DNA Mapping

Seed Editing Options
Command-Line Option Name	Configuration File Option Name
--Mappper.seed-density	seed-density
--Mapper.edit-mode	edit-mode
--Mapper.edit-seed-num	edit-seed-num
--Mapper.edit-read-len	edit-read-len
--Mapper.edit-chain-limit	edit-chain-limit

Seed Density

The seed-density option controls how many (normally overlapping) primary seeds from each read the mapper looks up in the hash table to find exact matches in the reference genome.

Seed density must be between 0.0 and 1.0. Internally, DRAGEN selects an available seed pattern equal to or close to the requested density. The most sparse pattern is one seed per 32 positions, or density 0.03125. The maximum density value of 1.0 generates a seed starting at every position in the read.

•

Accuracy Considerations—Generally, denser seed lookup patterns improve mapping accuracy. However, for long reads (50 bp+) and low sequencing error rates, there is minimum improvement beyond the default 50% seed lookup density.

•

Speed Considerations—Denser seed lookup patterns generally slow down mapping, while more sparse seed patterns speed up mapping.
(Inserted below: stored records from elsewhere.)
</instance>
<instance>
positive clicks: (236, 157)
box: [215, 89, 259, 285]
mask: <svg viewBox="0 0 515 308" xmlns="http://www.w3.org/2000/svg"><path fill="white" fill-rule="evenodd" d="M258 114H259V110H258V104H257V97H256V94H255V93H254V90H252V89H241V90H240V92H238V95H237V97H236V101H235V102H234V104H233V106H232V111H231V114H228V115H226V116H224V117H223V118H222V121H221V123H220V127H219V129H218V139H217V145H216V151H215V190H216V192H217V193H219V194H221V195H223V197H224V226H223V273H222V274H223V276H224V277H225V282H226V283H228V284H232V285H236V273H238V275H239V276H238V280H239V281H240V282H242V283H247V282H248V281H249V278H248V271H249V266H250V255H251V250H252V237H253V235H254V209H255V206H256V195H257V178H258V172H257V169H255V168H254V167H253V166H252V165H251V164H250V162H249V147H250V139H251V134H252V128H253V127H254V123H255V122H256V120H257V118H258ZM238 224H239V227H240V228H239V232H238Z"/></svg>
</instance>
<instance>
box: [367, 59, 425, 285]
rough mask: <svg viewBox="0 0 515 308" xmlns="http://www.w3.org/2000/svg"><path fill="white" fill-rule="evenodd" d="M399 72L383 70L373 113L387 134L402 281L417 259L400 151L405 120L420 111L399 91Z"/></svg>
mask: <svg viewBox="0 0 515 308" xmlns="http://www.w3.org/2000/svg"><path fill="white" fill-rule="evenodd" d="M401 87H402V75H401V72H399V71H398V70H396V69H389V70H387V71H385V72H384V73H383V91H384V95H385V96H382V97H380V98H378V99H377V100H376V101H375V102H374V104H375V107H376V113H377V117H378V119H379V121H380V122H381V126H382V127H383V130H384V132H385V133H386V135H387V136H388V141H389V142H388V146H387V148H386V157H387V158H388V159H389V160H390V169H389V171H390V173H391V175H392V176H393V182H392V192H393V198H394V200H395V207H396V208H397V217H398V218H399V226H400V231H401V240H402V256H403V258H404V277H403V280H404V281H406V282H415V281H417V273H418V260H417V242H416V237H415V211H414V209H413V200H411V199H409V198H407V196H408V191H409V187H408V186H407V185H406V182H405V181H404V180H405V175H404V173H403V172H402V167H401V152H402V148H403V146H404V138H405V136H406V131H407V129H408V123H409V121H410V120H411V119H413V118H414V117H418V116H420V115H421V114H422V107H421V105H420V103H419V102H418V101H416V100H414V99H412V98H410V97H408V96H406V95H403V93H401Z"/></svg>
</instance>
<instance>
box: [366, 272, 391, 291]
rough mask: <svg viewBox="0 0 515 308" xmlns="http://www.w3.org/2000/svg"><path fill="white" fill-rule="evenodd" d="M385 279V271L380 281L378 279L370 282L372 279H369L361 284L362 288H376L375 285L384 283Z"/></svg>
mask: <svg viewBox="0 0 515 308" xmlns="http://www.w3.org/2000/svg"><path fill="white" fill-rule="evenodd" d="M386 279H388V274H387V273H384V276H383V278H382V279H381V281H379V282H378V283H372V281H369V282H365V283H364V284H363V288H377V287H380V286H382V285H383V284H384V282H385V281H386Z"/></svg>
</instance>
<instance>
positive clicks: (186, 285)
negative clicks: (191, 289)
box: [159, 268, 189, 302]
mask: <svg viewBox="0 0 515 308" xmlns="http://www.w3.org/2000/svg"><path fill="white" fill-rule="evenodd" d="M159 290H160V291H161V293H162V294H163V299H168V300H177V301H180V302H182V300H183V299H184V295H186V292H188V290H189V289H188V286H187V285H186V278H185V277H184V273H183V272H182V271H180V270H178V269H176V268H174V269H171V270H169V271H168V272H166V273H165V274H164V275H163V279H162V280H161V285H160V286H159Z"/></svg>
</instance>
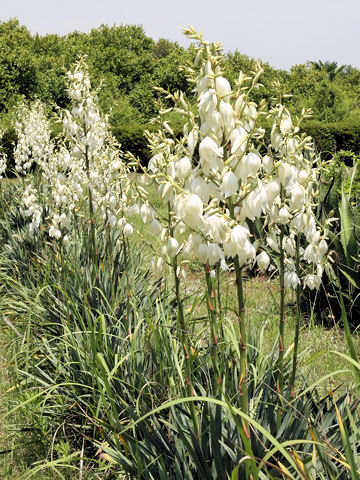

However, when the seed mapping stage runs faster than the aligning stage, a more sparse seed pattern does not improve the mapper speed.

Edit Modes and Chain Limits

The edit-mode and edit-chain-limit options control when seed editing is used. The following four edit-mode values are available:

Mode Value	Description
0	No editing (default)
1	Chain length test
2	Paired chain length test
3	Full seed editing

Edit mode 0 requires all seeds to match exactly. Mode 3 is the most expensive because every seed that fails to match the reference exactly is edited.

Modes 1 and 2 employ heuristics to look up edited seeds only for reads most likely to be salvaged to accurate mapping. The main heuristic is a seed chain length test. Exact seeds are mapped to the reference in a first pass over a given read. The matching seeds are grouped into chains of similarly aligning seeds. If the longest seed chain in the read exceeds a threshold, edit-chain-limit, the read does not require seed editing, because there is already a mapping position.

Edit mode 1 triggers seed editing for a given read using the seed chain length test. If no seed chain exceeds edit-chain-limit or no exact seeds match, then a second seed-mapping pass is attempted using edited seeds.

Edit mode 2 further optimizes the heuristic for paired-end reads. If either mate has an exact seed chain longer than edit-chain-limit, then seed editing is disabled for the pair because a rescue scan is likely to recover the mate alignment based on seed matches from one read. Edit mode 2 is the same as mode 1 for single-end reads.

Seed Number and Read Length

For edit modes 1 and 2, when the heuristic triggers seed editing, the edit-seed-num and edit-read-len options control how many seed positions are edited in the second pass over the read. Although exact seed mapping can use a densely overlapping seed pattern, such as seeds starting at 50% or 100% of read positions, most of the value of seed editing can be obtained by editing a more sparse pattern of seeds, even a nonoverlapping pattern. Generally, if a user application can afford to spend some additional amount of mapping time on seed editing, you can obtain a greater increase in mapping accuracy for the same time cost by editing seeds in sparse patterns for many reads.

Whenever seed editing is triggered, these two options request edit-seed-num seed editing positions, distributed evenly over the first edit-read-len bases of the read. In an example with 21-base seeds where edit-seed-numis 6 and edit-read-len is 100, edited seeds can begin at offsets {0, 16, 32, 48, 64, 80} from the 5’ end with consecutive seeds overlapping by five bases. When a particular read is shorter than edit-read-len, fewer seeds are edited.

Seed editing is more expensive when the --ht-ref-seed-interval option is greater than 1. For edit modes 1 and 2, additional seed editing positions are automatically generated to avoid missing the populated reference seed positions. For edit mode 3, the time cost can increase dramatically because query seeds matching unpopulated reference positions typically miss and trigger editing.

Map Orientations

The --Mapper.map-orientations option is used in mapping reads for bisulfite methylation analysis. The option is set automatically based on the value set for ‑‑methylation-protocol.

The --Mapper.map-orientations option can restrict the orientation of read mapping to only forward in the reference genome or only reverse-complemented. The following values are the valid values for --map-orientations:

•

0 is either orientation (default).

•

1 is only forward mapping.

•

2 is only reverse-complemented mapping.

If mapping orientations are restricted and paired end reads are used, the expected pair orientation can only be FR, not FF or RF.